Sur les conclusions à fin d’injonction et d’astreinte :
11. Par application des dispositions de l’article L. 911-1 du code de justice administrative, le présent jugement implique nécessairement, sous réserve d’un changement dans les circonstances de droit ou de fait, que la commission de médiation du département de Paris reconnaisse le caractère prioritaire et urgent de la demande de logement de Mme C, dans un délai de trois mois à compter de la notification du présent jugement.
Sur les frais liés au litige :
12. Mme C a obtenu le bénéfice de l’aide juridictionnelle totale.
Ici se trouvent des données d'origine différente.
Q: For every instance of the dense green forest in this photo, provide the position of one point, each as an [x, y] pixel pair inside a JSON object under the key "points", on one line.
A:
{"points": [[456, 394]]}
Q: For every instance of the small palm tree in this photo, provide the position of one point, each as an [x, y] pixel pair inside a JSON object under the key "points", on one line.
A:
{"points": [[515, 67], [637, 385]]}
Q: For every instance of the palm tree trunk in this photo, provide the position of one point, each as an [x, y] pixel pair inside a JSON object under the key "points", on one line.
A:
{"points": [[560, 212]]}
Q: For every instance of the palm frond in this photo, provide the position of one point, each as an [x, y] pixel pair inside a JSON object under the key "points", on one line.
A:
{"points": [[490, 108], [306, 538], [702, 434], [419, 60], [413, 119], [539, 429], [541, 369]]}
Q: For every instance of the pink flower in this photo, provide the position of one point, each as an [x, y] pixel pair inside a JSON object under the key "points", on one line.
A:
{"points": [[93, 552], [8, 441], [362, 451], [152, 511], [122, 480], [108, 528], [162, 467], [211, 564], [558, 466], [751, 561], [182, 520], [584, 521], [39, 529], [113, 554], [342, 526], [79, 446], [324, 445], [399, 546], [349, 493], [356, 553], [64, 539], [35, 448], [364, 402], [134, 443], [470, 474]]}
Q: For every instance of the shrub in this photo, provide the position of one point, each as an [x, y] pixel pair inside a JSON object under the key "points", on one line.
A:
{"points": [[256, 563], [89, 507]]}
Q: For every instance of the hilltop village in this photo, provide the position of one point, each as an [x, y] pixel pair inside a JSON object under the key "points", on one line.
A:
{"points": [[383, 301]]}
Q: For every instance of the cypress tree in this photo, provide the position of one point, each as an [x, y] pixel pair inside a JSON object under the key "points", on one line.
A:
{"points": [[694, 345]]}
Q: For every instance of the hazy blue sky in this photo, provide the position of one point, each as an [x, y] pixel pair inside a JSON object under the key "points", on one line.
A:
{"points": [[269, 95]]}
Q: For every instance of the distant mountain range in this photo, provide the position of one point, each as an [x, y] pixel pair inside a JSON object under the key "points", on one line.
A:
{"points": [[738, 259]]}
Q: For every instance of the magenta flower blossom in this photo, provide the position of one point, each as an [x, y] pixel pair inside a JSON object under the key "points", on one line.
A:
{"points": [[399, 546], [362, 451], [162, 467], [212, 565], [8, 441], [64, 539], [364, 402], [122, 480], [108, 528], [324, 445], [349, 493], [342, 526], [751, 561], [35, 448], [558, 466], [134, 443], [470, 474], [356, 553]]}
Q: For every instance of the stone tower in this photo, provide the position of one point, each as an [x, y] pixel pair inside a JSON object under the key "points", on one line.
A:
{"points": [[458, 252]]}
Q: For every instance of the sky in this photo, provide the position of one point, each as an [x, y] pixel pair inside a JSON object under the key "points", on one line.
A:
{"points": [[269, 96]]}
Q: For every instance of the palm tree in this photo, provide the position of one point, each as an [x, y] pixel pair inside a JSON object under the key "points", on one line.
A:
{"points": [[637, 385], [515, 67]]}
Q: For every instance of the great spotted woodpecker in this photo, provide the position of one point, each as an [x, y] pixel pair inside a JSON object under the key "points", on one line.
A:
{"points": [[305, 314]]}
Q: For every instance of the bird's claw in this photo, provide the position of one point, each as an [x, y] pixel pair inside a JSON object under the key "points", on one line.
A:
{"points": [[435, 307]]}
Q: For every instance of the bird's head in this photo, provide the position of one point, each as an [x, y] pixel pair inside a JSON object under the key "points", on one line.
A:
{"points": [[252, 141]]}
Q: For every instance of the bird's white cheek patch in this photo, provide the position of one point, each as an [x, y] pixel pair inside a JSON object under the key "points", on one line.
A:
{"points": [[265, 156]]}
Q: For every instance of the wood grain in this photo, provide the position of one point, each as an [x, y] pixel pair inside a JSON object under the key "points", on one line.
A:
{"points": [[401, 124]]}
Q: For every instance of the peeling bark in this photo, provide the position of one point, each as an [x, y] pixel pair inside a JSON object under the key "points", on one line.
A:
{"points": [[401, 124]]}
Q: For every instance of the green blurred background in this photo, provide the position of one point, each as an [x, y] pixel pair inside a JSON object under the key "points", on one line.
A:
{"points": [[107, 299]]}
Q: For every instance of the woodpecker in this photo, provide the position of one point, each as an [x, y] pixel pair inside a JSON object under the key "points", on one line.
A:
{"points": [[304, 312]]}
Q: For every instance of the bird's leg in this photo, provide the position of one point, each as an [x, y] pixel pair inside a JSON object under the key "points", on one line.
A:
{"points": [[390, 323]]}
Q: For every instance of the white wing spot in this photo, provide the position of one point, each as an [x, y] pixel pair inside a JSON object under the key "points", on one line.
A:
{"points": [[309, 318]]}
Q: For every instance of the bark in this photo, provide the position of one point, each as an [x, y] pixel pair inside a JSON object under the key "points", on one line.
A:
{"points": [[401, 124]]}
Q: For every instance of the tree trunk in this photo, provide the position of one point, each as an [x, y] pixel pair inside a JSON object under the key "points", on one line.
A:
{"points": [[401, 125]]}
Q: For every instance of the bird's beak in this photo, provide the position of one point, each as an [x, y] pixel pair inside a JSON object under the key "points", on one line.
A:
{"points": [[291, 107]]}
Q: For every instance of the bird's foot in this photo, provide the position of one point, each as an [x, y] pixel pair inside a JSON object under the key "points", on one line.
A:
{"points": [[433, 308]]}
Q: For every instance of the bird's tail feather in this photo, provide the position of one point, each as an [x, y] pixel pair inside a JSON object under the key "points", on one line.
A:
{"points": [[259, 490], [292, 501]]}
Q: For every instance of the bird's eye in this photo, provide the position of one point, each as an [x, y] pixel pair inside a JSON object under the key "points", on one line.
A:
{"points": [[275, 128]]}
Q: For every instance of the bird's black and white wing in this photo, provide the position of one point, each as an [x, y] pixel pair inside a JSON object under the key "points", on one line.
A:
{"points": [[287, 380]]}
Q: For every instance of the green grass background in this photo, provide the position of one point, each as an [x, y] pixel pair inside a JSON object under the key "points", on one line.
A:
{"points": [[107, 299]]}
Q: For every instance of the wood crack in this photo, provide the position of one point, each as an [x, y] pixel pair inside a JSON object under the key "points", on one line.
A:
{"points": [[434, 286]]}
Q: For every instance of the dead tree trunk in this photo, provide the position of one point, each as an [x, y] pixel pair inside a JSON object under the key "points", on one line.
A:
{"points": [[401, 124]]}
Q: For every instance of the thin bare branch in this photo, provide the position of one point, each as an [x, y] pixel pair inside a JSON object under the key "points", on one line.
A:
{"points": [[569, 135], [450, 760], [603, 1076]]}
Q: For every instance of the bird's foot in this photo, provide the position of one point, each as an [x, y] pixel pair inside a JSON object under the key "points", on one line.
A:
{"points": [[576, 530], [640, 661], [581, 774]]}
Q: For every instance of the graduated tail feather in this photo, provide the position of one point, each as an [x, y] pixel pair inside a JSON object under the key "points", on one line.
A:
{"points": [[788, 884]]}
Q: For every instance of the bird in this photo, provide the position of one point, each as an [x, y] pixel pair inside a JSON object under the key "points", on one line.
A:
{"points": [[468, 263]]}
Dans les circonstances de l’espèce, il n’y a pas lieu de faire droit aux conclusions présentées par Me Gheron, avocat de Mme C, sur le fondement des dispositions combinées des articles 37 de la loi n° 91-647 du 10 juillet 1991 et L. 761-1 du code de justice administrative.
D E C I D E :
Article 1er : La décision du 7 mars 2024 par laquelle la commission de médiation du département de Paris a refusé de reconnaître le caractère prioritaire et urgent de la demande de logement social de Mme C est annulée.
Article 2 : Il est enjoint à la commission de médiation du département de Paris de déclarer prioritaire et urgente, sous réserve de l’absence de changement dans les circonstances de droit et de fait, la demande de logement présentée par Mme C dans un délai de trois mois à compter de la notification du présent jugement.
Article 3 : Le surplus des conclusions de la requête est rejeté.
Article 4 : Le présent jugement sera notifié à Mme D C, à Me Gheron et à la ministre déléguée auprès du ministre de l’aménagement du territoire et de la décentralisation, chargée du logement.
Copie en sera adressée au préfet de la région Ile-de-France, préfet de Paris.
Rendu public par mise à disposition au greffe le 25 juillet 2025.
La magistrate désignée,
C. HOMBOURGER
La greffière,
S. HALLOT
Signé
La République mande et ordonne à la ministre déléguée auprès du ministre de l’aménagement du territoire et de la décentralisation, chargée du logement en ce qui la concerne ou à tous commissaires de justice à ce requis en ce qui concerne les voies de droit commun contre les parties privées, de pourvoir à l’exécution de la présente décision.